Anyway, I spent some time this morning reading about energy, one of my favorite topics these days. Part of that reading was about Tesla. You gotta give it to Elan Musk. That guy is a go-getter, and, perhaps, the singular leader in the move toward renewable energy.

  • US electric carmaker Tesla Motors has unveiled batteries that can power homes and businesses as it attempts to expand beyond its vehicle business.

The battery is not small; it weighs 220 pounds, and it is not cheap; it costs about $3500 and to that, you would need to add the cost of an inverter and installation. Yup, not cheap. Yet, it is here, and the battery represents the next stage in the evolutionary move away from oil. It has long been understood that the only way a power supply relying on renewable energy can be stable and reliable is with a way to store the energy. It seems that day is here, at least in the first stages of being here, as Tesla cranks out storage batteries from its $5- billion factory in the Nevada desert.

  • The race for renewable energy has passed a turning point. The world is now adding more capacity for renewable power each year than coal, natural gas, and oil combined. And there’s no going back. 

This is why Tesla will make money on its new battery, and this is why a host of other companies will soon be announcing their batteries designed for massive storage. A small company out of New Jersey (mPhase Technologies) just recently announced a similar battery to Tesla’s. No price as of yet, but certainly smaller and lighter, coming in at 36 pounds. This battery is of the nanotech variety, rather than the lithium-ion variety.

My guess is that nanotechnology is where the big breakthrough in energy storage will come from. It is cutting edge stuff with all kinds of potential in all kinds of fields.   

  • The price of wind and solar power continues to plummet, and is now on par or cheaper than grid electricity in many areas of the world. 
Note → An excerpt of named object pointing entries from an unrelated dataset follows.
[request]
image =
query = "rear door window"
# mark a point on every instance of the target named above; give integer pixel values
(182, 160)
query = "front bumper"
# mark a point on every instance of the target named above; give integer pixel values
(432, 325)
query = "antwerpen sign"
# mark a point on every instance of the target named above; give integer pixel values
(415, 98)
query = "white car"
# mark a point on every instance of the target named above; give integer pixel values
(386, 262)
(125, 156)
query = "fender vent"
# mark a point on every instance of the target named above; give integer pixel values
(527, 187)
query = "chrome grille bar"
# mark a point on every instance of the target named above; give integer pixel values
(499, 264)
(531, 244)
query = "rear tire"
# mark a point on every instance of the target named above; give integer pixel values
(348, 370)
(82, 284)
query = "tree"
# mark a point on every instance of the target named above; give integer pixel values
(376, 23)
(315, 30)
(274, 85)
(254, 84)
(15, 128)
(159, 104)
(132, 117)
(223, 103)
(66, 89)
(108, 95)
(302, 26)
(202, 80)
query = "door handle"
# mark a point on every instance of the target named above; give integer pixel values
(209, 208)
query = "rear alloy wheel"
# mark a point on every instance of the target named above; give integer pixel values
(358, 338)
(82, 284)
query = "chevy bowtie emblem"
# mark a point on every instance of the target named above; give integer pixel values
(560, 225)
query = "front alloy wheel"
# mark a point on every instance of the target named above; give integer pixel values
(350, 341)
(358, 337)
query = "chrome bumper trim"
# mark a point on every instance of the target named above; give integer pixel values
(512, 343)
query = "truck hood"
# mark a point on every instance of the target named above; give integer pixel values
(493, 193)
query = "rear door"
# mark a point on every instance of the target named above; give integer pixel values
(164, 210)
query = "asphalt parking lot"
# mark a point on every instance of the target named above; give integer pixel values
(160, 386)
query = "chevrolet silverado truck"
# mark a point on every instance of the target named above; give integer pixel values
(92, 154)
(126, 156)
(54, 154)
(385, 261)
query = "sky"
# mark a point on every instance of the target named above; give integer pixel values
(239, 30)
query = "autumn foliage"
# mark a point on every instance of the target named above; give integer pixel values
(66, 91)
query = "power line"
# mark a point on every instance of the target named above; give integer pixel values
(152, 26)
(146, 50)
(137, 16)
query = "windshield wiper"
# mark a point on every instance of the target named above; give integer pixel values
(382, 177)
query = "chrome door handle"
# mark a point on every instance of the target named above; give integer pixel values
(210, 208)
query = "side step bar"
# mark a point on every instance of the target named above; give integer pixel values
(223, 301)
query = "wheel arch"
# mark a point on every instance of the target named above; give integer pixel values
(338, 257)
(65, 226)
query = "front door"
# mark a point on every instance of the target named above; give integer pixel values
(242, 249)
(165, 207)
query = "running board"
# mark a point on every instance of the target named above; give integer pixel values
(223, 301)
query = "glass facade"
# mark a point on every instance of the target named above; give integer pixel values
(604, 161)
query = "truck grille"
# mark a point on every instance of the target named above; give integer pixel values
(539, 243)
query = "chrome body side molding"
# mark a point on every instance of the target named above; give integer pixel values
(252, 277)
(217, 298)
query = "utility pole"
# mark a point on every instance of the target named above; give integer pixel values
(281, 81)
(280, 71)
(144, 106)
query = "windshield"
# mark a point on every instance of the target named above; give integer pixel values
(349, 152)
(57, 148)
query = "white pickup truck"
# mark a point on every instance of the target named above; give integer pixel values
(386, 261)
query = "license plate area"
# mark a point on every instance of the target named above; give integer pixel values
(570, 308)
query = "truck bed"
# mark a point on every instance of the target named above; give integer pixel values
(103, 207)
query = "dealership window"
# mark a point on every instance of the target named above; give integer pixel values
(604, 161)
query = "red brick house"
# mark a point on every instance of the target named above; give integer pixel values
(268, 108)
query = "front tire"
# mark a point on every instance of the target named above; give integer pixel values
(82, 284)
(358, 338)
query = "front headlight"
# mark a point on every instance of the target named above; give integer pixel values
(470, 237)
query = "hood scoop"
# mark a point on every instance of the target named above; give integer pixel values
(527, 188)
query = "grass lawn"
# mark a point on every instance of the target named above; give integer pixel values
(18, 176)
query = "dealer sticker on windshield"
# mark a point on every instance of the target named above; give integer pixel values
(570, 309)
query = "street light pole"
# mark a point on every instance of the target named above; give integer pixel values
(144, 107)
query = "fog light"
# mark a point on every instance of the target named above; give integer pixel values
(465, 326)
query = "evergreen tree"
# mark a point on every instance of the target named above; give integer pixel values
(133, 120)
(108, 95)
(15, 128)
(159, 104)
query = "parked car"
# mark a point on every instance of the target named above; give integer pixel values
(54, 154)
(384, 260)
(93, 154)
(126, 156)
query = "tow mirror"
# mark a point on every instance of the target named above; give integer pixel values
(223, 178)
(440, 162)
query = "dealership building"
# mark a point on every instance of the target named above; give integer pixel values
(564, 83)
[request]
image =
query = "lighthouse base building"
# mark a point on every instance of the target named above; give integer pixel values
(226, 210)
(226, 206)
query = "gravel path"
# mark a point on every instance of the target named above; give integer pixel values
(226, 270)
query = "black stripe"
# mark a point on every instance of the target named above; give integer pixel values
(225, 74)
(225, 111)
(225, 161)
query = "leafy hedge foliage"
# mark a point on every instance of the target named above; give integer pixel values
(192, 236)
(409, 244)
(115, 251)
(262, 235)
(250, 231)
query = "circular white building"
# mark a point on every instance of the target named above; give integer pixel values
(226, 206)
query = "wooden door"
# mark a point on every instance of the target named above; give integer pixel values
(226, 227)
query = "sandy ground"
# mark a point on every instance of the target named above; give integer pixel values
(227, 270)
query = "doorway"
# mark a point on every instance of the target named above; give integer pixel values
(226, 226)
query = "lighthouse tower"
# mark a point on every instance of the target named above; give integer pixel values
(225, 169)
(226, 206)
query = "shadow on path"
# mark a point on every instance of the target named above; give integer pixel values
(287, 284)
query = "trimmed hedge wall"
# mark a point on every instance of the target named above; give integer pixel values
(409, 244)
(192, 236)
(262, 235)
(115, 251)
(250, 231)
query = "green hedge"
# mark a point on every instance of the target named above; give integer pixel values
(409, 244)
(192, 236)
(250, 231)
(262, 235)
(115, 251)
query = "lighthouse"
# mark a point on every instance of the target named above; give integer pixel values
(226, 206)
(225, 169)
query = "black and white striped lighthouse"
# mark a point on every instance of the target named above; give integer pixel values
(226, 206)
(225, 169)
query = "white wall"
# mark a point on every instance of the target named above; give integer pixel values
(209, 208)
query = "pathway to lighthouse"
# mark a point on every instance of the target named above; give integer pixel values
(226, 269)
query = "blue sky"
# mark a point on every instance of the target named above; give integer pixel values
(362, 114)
Yes, we are now approaching critical mass in renewable energy production, the point at which it begins to be profitable, which in capitalism is the point at which an industry begins to grow synergistically. Thus, all the long-term estimates about how quickly the world will turn away from oil and fully rely on renewables are more than likely incorrect.

  • Oil consumption has flat lined for a decade as supplies from all those fracking wells surged. Through the economic boom, the financial crisis, and the recovery now underway, demand peaked in 2004 and has fallen ever since.

Yes, oil consumption has peaked and demand is slowly retreating, and part of that is, simply, more fuel-efficient cars. Better gas mileage is a reason, for sure, but, and back to Tesla, batteries are making a huge difference.

  • Electric vehicles are starting to take off, with global sales of 288,500 units last year, according to BNEF research. While that’s just 0.5 percent of all car sales, it’s more than five times the number in 2011, and manufacturers are preparing for more.

Honda, Toyota, Ford, GM and, yes, Tesla, are making electric cars more cost-effective, as they make batteries more effective. It is all about the storage. So, keep your eye on this, as it will present more and more investment opportunities right here, right now, and down the road, as we will be on this road for some time to come.